Real estate investing is gaining popularity, and if you’ve been giving it some thought, this guide will give you an overview. The goal of any real estate investor is typically to make money. This means purchasing an investment property at a good price so you can rent it out and maybe eventually sell it for a profit.
Real estate investing is an ever-changing game. To get and stay ahead and make consistent money, you’ll need to do your homework. Here are 10 things to know:
1. Get Pre-Approved for a Mortgage
When you get a mortgage pre-approval first, there are some benefits you can take advantage of, financial benefits being a big one.
Once you’re pre-approved, most lenders will lock in an interest rate for you, so if rates go up while you’re conducting your property search, you’ll enjoy your lower, locked-in rate.
When it comes to demonstrating your seriousness to a potential seller, having a pre-approved mortgage could get you preferential treatment since you already have financial backing.
2. Cash Flow
Cash could be the defining feature of any investment property. If you’re projecting strong cash flow, you should be all set, but if your projection is negative, you might need to reallocate money from other areas such as:
- Your salary
- Other investments
3. Keep Up With Local Pricing Trends
Consider the area where you’re thinking of making your investment, and then study the home pricing in those areas. Investigate further to see if current prices are on the rise, then compare average homes in neighboring towns and cities to see if you can find savings.
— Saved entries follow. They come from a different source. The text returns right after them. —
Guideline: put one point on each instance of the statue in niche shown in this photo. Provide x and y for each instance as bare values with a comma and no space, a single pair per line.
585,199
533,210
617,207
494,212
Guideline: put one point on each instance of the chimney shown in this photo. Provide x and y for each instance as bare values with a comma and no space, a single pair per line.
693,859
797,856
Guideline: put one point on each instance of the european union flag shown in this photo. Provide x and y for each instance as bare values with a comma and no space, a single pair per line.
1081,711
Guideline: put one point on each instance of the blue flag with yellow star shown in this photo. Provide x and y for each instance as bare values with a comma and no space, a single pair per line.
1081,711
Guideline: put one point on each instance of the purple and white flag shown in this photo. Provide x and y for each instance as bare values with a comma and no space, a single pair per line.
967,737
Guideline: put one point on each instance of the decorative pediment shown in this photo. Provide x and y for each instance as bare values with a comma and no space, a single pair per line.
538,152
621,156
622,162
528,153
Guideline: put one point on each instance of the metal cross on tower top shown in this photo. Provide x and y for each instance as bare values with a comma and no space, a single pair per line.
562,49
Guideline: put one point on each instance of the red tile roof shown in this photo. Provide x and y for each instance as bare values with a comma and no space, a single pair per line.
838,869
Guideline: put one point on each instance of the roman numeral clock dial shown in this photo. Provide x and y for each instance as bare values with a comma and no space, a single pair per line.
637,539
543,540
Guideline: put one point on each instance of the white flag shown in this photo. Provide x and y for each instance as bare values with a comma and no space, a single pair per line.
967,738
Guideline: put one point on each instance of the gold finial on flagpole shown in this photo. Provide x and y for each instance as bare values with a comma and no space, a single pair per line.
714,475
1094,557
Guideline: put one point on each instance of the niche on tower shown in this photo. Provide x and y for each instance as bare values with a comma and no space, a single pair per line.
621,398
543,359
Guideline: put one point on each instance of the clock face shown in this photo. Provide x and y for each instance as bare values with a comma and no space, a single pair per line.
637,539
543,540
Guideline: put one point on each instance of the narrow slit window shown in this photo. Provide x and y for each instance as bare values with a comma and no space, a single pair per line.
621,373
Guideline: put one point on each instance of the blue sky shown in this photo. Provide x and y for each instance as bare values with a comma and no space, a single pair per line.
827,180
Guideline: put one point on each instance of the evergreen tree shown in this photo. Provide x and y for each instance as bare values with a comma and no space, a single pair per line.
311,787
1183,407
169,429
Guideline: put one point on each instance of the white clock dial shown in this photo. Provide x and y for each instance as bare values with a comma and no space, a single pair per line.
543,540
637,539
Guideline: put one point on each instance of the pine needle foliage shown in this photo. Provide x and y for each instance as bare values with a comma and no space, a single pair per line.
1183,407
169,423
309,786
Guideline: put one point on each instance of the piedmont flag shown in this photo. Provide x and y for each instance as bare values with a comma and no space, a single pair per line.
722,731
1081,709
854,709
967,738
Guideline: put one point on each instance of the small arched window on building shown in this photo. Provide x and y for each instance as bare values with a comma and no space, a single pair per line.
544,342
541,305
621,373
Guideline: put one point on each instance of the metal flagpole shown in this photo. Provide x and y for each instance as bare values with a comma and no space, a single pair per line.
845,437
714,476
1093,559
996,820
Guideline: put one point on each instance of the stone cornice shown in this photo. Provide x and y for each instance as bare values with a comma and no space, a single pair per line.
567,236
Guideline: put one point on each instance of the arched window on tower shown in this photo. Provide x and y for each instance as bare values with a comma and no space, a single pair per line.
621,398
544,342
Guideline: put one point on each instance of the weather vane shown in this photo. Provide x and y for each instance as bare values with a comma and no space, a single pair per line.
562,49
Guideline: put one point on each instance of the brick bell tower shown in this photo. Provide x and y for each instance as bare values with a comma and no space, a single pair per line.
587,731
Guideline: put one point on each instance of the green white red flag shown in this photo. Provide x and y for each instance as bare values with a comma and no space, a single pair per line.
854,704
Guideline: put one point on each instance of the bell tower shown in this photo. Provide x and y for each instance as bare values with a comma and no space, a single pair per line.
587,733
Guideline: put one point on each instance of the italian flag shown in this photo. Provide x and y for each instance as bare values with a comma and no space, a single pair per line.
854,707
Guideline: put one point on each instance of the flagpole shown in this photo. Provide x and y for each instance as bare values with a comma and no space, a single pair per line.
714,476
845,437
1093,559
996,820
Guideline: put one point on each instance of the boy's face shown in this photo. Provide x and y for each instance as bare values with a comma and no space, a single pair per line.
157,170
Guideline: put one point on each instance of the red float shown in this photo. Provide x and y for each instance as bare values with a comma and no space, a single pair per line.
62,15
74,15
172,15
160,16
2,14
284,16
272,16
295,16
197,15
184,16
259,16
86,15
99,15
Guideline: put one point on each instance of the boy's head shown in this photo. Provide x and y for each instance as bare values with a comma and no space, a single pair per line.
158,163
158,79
4. Research the Local School Ratings
Areas with quality schools are attractive to parents with school-aged children.
Most states rank their schools based on how well the kids in each school district score on common tests like English and math.
Check out the state’s board of education website to get started, and look for the schools at the top of the list, or those that are moving up the list.
5. Future Development
Before you land on an area for your investment property, talk to people living in the neighborhoods you’re considering, as well as the local town hall to get information on planned and potential future development.
- Take a drive around town and see what kinds of construction are already underway.
- Even if the location you’re considering doesn’t have many amenities it might in just a few years.
- Keep an eye out for new roads to accommodate future growth, hospitals, and shopping malls.
- If a prospective area is set to expand in a few years, you might be able to secure a property at a low price and be able to take advantage of higher rent and substantial appreciation in the future. On the other hand, look out for areas that are always congested with heavy traffic or have overfilled schools.
6. Tax Savings With Alternatives
If you’re comparing two nearby towns, and one has lower property taxes, you might be able to take advantage of significant savings.
Also, find out if tax rates are expected to move up or down in the coming months.
Give the local tax assessor a call to find out when the area was last evaluated. If you find out the town is about to conduct a reassessment, this could mean that property taxes will rise.
7. Smaller towns
If the suburb or secondary market you’re exploring is close to a large city, this could be desirable to people who commute to work but don’t want to live in the hustle and bustle of the city. With rents and property values rising, the outskirts are becoming popular alternatives and have all the amenities a city does. If you’re looking in one of these areas, make sure you check out future development plans.
If you’ve been in the real estate investing market for even a short time, you know many investment properties are vacant. Check out the vacancy rates for the property type you’re considering in your chosen area.
9. Know What You Need
Know what you’re getting into with rehab or a rental property. Study the property closely to get a good understanding of the state it’s in before you commit. This way, if you have repairs and upgrades you’ll be able to make an accurate estimate.
10. Start Small And Learn.
If you’re new to real estate investing, start small.
As you get used to everything that comes with being an investor, you’ll want a smaller and easy-to-manage property.
When you get some experience under your belt and have earned enough money, you can expand your business by replacing your property with a bigger and more expensive one, or purchasing a second one.